– C'est une histoire merveilleuse. Tu le savais, toi, que notre univers est le fruit d'une erreur et que c'est un peu de ma faute ? Sophia était la partie féminine de Dieu, parce qu'alors Dieu était davantage femelle que mâle, c'est vous, après, qui lui avez mis une barbe et l'avez appelé Lui. Moi j'étais sa bonne moitié. Simon dit que j'ai voulu engendrer le monde sans demander la permission, moi la Sophia, qui s'appelle aussi, attends, voilà, l'Ennoïa.

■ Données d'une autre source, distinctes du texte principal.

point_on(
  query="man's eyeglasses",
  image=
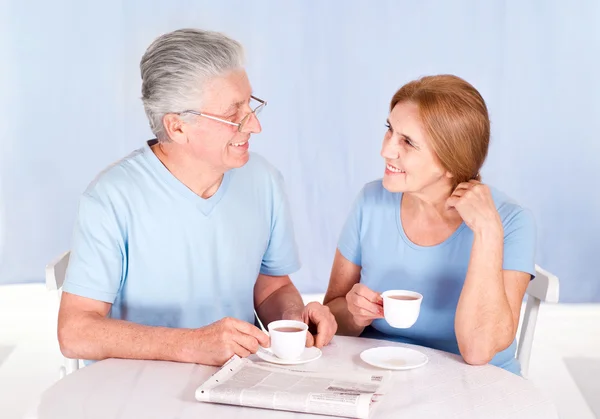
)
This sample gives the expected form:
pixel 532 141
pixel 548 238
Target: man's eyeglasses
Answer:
pixel 240 125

Je crois que ma partie masculine ne voulait pas créer – peut-être n'en avait-elle pas le courage, peut-être était-elle impuissante – et moi, au lieu de m'unir avec lui, j'ai voulu faire le monde toute seule, je ne résistais pas, je crois que c'était par excès d'amour, c'est vrai, j'adore tout cet univers bordélique. C'est pour ça que je suis l'âme de ce monde. C'est Simon qui le dit.
– Comme il est gentil. Il dit ça à toutes ?

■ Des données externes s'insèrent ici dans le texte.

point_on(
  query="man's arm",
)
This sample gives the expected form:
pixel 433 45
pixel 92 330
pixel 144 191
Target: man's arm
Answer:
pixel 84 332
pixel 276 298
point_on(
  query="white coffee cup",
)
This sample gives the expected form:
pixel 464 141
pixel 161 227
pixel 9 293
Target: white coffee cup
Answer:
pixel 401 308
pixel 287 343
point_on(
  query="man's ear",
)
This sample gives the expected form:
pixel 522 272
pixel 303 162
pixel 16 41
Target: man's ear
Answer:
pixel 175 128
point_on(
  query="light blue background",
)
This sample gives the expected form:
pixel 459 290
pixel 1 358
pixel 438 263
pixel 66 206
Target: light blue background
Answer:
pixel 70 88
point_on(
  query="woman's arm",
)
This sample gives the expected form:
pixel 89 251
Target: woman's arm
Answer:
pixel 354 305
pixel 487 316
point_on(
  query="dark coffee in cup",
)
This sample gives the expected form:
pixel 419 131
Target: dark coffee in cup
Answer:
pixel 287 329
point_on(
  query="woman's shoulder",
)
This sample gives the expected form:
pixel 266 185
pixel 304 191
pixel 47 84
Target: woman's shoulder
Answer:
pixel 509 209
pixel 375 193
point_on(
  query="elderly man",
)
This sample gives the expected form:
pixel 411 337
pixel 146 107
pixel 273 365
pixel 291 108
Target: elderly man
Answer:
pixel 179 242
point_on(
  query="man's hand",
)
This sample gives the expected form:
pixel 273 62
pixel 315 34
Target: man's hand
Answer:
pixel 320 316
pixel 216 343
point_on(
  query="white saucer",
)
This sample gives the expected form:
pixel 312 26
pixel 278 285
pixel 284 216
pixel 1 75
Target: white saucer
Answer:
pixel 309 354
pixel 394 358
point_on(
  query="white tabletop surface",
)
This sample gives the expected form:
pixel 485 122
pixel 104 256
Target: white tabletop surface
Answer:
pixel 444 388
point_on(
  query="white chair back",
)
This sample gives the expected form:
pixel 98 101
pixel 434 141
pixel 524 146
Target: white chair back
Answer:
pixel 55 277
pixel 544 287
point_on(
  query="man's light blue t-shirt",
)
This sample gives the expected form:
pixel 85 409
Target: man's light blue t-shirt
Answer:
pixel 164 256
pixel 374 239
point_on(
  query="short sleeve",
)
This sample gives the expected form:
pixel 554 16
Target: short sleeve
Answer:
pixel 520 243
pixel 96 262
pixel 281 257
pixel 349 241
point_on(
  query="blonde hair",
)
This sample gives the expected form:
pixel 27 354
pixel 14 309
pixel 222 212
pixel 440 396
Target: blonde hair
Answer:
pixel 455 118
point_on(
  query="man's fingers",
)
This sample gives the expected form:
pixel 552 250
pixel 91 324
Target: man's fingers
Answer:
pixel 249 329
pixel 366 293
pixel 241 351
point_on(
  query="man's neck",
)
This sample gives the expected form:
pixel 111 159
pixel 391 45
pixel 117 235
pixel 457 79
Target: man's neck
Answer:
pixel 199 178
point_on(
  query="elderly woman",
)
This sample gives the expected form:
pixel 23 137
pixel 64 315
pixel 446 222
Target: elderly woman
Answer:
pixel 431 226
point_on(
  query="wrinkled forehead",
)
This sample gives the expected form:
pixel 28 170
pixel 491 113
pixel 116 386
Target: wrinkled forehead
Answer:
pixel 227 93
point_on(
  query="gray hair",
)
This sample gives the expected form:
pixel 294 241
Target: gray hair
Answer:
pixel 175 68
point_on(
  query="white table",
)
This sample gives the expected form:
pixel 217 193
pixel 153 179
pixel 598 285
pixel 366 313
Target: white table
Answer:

– Non, idiot, à moi seulement. Parce qu'il m'a comprise mieux que toi, il ne cherche pas à me réduire à son image. Il comprend qu'il faut me laisser vivre la vie à ma façon. Et c'est ce qu'a fait Sophia, elle s'est mise bille en tête à faire le monde. Elle s'est heurtée à la matière primordiale, qui était dégueulasse, je crois qu'elle n'utilisait pas de déodorants, et elle ne l'a pas fait exprès mais il paraît que c'est elle qui a fait le Dému... comment on dit ?
– Ce ne serait pas le Démiurge ?
– Voilà, lui. Je ne me souviens pas si ce Démiurge, c'est Sophia qui l'a fait ou bien s'il existait déjà et c'est elle qui l'a poussé, allez gros bêta, fais le monde, qu'on va s'en payer une tranche après. Le Démiurge devait être un bordélique et il ne savait pas faire le monde comme il faut, il n'aurait même jamais dû le faire, parce que la matière est mauvaise et qu'il n'était pas autorisé à y mettre la patte. Bref, il a combiné ce qu'il a combiné et Sophia est restée dedans. Prisonnière du monde. »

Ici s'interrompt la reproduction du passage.